JAMES SCHLAUCH · CONSULTING PRACTICE

Signal.

What I track. Frontier model benchmarks, recent releases, San Diego AI/ML community signals, and the market moves that change my recommendations. Curated weekly. Last updated Jun 8, 2026 · 05:00 PM PT.

LIVE TRACKER 28 signals tracked

Frontier models score below 50% on ITBench-AA agentic enterprise IT tasks HIGH

Artificial Analysis and IBM Research released ITBench-AA, the first benchmark for agentic enterprise IT work (incident response, SRE, config remediation), and every frontier model scored under 50%. What changes for buyers: the gap between demo-grade agent reliability and production IT autonomy is now measurable — scope agent pilots to human-in-the-loop, not lights-out, until scores move.
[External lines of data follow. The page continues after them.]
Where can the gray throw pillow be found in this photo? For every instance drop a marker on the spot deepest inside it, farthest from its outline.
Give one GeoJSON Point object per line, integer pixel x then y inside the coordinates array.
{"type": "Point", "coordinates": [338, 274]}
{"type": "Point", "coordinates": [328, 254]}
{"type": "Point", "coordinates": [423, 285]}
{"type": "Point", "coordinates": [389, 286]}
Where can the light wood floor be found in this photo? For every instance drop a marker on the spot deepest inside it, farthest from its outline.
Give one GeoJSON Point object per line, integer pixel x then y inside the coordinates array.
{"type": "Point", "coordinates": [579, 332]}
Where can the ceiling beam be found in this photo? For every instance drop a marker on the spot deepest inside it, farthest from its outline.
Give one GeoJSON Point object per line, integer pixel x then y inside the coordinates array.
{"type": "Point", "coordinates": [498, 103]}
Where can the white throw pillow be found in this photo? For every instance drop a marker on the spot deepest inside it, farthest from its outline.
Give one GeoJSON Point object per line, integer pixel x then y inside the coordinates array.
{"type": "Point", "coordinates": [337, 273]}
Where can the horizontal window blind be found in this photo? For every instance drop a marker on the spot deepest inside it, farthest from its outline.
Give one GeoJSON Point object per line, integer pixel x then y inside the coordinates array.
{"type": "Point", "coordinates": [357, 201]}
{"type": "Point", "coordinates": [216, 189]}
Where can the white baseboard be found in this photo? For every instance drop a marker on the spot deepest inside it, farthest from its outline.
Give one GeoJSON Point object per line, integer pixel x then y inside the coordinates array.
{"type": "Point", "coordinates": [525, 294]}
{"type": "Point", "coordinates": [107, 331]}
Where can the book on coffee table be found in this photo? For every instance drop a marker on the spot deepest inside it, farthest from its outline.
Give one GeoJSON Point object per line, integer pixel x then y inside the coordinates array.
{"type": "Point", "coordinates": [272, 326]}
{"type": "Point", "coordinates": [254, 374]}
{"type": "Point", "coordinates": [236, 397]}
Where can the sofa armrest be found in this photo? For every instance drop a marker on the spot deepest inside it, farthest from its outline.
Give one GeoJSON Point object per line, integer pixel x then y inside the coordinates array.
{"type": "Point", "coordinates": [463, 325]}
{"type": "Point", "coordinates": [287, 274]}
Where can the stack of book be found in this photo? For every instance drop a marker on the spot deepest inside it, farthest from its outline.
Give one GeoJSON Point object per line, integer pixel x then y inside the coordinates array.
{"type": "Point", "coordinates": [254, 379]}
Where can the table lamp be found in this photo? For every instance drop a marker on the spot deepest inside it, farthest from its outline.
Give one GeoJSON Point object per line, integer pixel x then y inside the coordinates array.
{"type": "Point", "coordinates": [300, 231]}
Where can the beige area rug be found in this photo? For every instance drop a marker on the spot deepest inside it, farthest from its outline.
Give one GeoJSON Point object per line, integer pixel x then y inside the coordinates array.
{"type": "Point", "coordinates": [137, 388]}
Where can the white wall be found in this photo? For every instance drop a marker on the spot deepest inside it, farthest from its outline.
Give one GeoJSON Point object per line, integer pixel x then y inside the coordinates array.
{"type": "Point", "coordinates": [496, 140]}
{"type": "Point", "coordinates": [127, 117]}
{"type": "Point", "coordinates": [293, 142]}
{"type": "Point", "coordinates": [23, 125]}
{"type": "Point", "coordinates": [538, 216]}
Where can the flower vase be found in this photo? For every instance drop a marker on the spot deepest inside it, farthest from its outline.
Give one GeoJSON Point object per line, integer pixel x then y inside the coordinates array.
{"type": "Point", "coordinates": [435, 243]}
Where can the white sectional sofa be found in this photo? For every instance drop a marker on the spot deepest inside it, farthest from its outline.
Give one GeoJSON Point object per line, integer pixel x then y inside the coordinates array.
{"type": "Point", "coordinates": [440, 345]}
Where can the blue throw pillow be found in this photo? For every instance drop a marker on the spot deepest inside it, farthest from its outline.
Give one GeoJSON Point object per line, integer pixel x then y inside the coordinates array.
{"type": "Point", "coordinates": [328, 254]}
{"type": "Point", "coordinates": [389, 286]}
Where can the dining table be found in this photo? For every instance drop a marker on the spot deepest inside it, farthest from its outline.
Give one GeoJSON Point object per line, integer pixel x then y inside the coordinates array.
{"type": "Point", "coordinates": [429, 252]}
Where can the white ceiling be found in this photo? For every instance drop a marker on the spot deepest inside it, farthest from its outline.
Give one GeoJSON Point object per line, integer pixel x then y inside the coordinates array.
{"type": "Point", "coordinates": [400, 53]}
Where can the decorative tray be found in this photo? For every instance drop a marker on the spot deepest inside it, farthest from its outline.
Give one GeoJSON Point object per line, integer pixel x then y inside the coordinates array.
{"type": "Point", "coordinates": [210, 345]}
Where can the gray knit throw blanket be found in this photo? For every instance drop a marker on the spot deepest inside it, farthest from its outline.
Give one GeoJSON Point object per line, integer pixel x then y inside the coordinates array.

Artificial Analysis × IBM Research May 26, 2026 Benchmarks
Open ASR Leaderboard adds private eval data to combat benchmark gaming MEDIUM

The Open ASR Leaderboard introduced private evaluation datasets to counter models optimized specifically for public test sets, a practice increasingly common as benchmark scores drive vendor selection. Operator note: any ASR vendor claiming leaderboard-ranked accuracy should be asked whether their eval data is public or private — the gap between public-set performance and real-distribution performance is now a known failure mode.

Hugging Face May 5, 2026 Benchmarks
Anthropic data: Claude sycophancy rate hits 38% in spirituality conversations MEDIUM

Anthropic internal research found overall Claude sycophancy rates of 9%, rising to 38% for spirituality topics and 25% for relationship discussions. Operator implication: any deployment where frank, unbiased advice is the value proposition — financial guidance, legal review, clinical second opinions — needs domain-specific sycophancy testing in the evaluation suite, not just generic safety evals.

Anthropic May 2, 2026 Frontier
LMSYS Chatbot Arena: April leaderboard tightens at the top MEDIUM

Frontier-tier ELO scores between top three labs are inside 12 points — within statistical noise. For practical buyer decisions, the tie at the top means model selection should be driven by latency, cost, and tooling fit, not arena rank.

LMSYS Apr 27, 2026 Benchmarks

Cisco standardizes on OpenAI Codex for AI-native development MEDIUM

Cisco is deploying OpenAI Codex across its engineering org to scale AI-native development, accelerate its AI Defense work, and automate defect remediation. Practical implication: large-enterprise coding-agent rollouts are moving from pilots to org-wide standardization — procurement and security review of agent tooling is becoming a board-visible line item.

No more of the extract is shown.